Don Valentín García Yebra, eximio traductor de obras clásicas y académico de la RAE, se refirió a la versión magistral que el jesuita Aurelio Espinosa Pólit hizo de la Eneida y las Geórgicas de Virgilio; aunque yo no disponga del texto literal, transmito sin traición el sentido de sus palabras: “Si por desgraciado azar no contáramos hoy con la obra de Virgilio, la traducción que hizo de ella Espinosa Pólit bastaría para que tuviéramos idea cabal de su riqueza”.
¡Jesuitas de entonces! Imaginaba yo, en la querida Católica de los sesenta, que el soporte de su difícil vocación era la formación cultural que recibían, centrada en los clásicos. Por supuesto, esta formación no habría bastado para su vida de renuncia exigente, sin una profunda espiritualidad, tema en el cual es difícil entrar. Hoy, en la existencia wikipédica que llevamos, se extrañan la dedicación, el cultivo y finura íntimos que hicieron de ellos maestros sin parangón, dignos de la mejor ¿e insalvable? nostalgia.

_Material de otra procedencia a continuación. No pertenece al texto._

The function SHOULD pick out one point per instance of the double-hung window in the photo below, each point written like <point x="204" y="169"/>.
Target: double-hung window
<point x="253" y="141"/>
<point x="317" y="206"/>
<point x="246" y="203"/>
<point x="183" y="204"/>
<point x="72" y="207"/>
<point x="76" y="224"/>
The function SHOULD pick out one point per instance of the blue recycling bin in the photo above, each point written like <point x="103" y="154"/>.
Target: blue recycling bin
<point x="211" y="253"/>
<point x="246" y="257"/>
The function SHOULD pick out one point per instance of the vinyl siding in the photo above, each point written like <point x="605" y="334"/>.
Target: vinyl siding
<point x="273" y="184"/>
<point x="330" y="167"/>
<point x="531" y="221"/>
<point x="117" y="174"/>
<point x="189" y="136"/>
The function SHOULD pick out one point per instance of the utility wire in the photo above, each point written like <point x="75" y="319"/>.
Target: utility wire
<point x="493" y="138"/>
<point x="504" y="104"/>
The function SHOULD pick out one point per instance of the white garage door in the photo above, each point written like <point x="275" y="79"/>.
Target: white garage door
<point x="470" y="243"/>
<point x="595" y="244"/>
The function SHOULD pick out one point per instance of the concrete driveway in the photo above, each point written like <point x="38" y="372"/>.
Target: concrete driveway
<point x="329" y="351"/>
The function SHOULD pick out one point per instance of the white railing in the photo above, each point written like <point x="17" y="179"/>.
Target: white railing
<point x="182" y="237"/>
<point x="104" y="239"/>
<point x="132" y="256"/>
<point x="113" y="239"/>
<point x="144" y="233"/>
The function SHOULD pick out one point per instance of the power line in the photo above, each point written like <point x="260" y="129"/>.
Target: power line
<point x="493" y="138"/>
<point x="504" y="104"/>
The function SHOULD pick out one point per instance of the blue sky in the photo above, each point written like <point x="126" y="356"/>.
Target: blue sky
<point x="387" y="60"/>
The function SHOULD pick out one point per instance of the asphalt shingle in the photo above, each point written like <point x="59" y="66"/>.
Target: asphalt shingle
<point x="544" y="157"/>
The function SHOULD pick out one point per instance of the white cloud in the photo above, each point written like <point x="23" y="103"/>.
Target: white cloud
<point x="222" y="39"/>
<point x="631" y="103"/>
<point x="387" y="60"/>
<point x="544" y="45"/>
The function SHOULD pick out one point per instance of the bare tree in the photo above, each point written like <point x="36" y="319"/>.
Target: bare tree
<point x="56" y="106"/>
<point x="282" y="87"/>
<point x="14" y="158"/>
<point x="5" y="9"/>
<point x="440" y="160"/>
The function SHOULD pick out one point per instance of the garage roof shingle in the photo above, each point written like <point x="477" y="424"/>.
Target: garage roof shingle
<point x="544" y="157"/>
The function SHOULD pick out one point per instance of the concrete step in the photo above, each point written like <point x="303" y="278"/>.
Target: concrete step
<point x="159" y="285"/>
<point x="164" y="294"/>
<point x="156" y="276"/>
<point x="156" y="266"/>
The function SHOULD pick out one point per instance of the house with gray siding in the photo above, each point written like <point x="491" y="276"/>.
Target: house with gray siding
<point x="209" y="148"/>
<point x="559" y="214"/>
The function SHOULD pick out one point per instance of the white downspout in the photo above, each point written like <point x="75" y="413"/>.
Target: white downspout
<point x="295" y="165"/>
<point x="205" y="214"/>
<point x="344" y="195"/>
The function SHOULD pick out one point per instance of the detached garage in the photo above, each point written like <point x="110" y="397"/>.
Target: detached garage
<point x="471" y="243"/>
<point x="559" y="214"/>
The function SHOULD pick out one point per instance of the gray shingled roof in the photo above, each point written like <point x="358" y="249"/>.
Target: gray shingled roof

¿Será por ese recuerdo sin tacha que me alegró tanto saber que el nuevo papa es jesuita? ¡Y argentino, pensé!: hermoso, querido, inmenso país del sur, de donde procede lo mejor de la cultura hispanoamericana del XX, como también el omnipresente peronismo que nadie entiende -¿o quizá el papa?-… La patria del Güiraldes de Don Segundo Sombra, y de Sábato, Bioy, Borges, Cortázar… ¡Papa y, además, che!, como dirían algunos, no sin cierto matiz de desconfianza (por aquello tan manido, del engreimiento de los ches, que, con tantos amigos argentinos, nunca experimenté).
La abdicación de Benedicto XVI me conmovió, aunque no haya seguido este acontecimiento con la ‘debida’ pasión. Un teólogo de rica cultura, capaz de asumir con dignidad y miedo piadoso sus límites hasta el fin (fin de su pontificado, de su dominio sobre los fieles del mundo y de su esperanza de transformación de la iglesia tal como él, amargamente, la vivió) es difícil de encontrar. Se necesitaron mil años para generar esa renuncia en libertad. Hoy, el acceso al trono de Pedro de un papa que habla español, que vivió las penas, solicitudes y silencios de la teología de la liberación (algo le quedará, a pesar de denuncias infaltables), es estimulante para el mundo cristiano. Él plantea el retorno a una iglesia pobre para los pobres, aunque tal redención parezca imposible, pues resulta mucho más difícil desprenderse de fortunas atesoradas, que crearlas. Cuestión que, como la de la espiritualidad, me rebasa, felizmente.
El nuevo papa se muestra comprometido hasta las entretelas del corazón por una iglesia distinta. ¿Francisco I? No: Francisco II, pues su nombre elegido por él mismo, lo obliga a entregarse a la hermana Tierra, al hermano sol, al hermano lobo, al hermano hombre, con la fraternidad llena de luz austral que tanta falta hace al mundo.